Tokenizers¶
Currently, Lance has built-in support for Jieba and Lindera. However, it doesn’t come with its own language models. If tokenization is needed, you can download language models by yourself. You can specify the location where the language models are stored by setting the environment variable LANCE_LANGUAGE_MODEL_HOME. If it’s not set, the default value is
${system data directory}/lance/language_models
It also supports configuring user dictionaries, which makes it convenient for users to expand their own dictionaries without retraining the language models.
Language Models of Jieba¶
Downloading the Model¶
python -m lance.download jieba
The language model is stored by default in ${LANCE_LANGUAGE_MODEL_HOME}/jieba/default.
Using the Model¶
User Dictionaries¶
Create a file named config.json in the root directory of the current model.
{
"main": "dict.txt",
"users": ["path/to/user/dict.txt"]
}
The “main” field is optional. If not filled, the default is “dict.txt”.
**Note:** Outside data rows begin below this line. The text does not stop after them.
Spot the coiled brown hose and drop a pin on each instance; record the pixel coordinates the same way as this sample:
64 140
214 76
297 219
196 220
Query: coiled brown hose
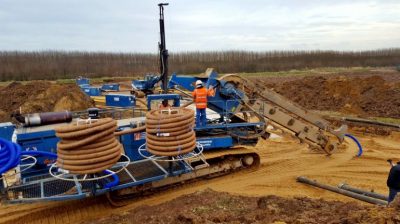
170 133
88 148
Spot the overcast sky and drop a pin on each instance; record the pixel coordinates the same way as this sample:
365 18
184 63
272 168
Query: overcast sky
132 25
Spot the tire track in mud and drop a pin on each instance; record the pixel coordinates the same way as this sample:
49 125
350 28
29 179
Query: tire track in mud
281 162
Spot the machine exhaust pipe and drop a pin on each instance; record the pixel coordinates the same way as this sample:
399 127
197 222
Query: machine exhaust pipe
363 192
342 191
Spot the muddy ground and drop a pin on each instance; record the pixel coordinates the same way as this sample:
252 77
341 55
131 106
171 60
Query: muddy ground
269 193
210 206
41 96
282 160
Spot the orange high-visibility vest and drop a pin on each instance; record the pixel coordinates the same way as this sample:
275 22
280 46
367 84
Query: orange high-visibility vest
162 107
200 97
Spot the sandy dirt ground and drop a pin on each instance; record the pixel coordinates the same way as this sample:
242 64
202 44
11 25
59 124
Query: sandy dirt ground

“users” is the path of the user dictionary. For the format of the user dictionary, please refer to https://github.com/messense/jieba-rs/blob/main/src/data/dict.txt.
Language Models of Lindera¶
Downloading the Model¶
python -m lance.download lindera -l [ipadic|ko-dic|unidic]
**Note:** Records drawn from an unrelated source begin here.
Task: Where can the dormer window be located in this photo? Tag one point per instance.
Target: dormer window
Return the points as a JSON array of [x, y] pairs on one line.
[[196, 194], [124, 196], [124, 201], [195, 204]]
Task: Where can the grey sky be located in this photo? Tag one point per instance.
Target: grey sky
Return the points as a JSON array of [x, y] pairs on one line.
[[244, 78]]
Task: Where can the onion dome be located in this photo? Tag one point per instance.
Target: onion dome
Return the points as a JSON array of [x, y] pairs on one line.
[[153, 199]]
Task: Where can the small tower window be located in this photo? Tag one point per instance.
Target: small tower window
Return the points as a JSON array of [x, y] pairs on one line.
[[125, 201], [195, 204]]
Note that the language models of Lindera need to be compiled. Please install lindera-cli first. For detailed steps, please refer to https://github.com/lindera/lindera/tree/main/lindera-cli.
The language model is stored by default in ${LANCE_LANGUAGE_MODEL_HOME}/lindera/[ipadic|ko-dic|unidic]
Using the Model¶
ds.create_scalar_index("text", "INVERTED", base_tokenizer="lindera/ipadic")
User Dictionaries¶
Create a file named config.yml in the root directory of your model, or specify a custom YAML file using the LINDERA_CONFIG_PATH environment variable. If both are provided, the config.yml in the root directory will be used. For more detailed configuration methods, see the lindera documentation at https://github.com/lindera/lindera/.
segmenter:
mode: "normal"
dictionary:
# Note: in lance, the `kind` field is not supported. You need to specify the model path using the `path` field instead.
path: /path/to/lindera/ipadic/main
Create your own language model¶
Put your language model into LANCE_LANGUAGE_MODEL_HOME.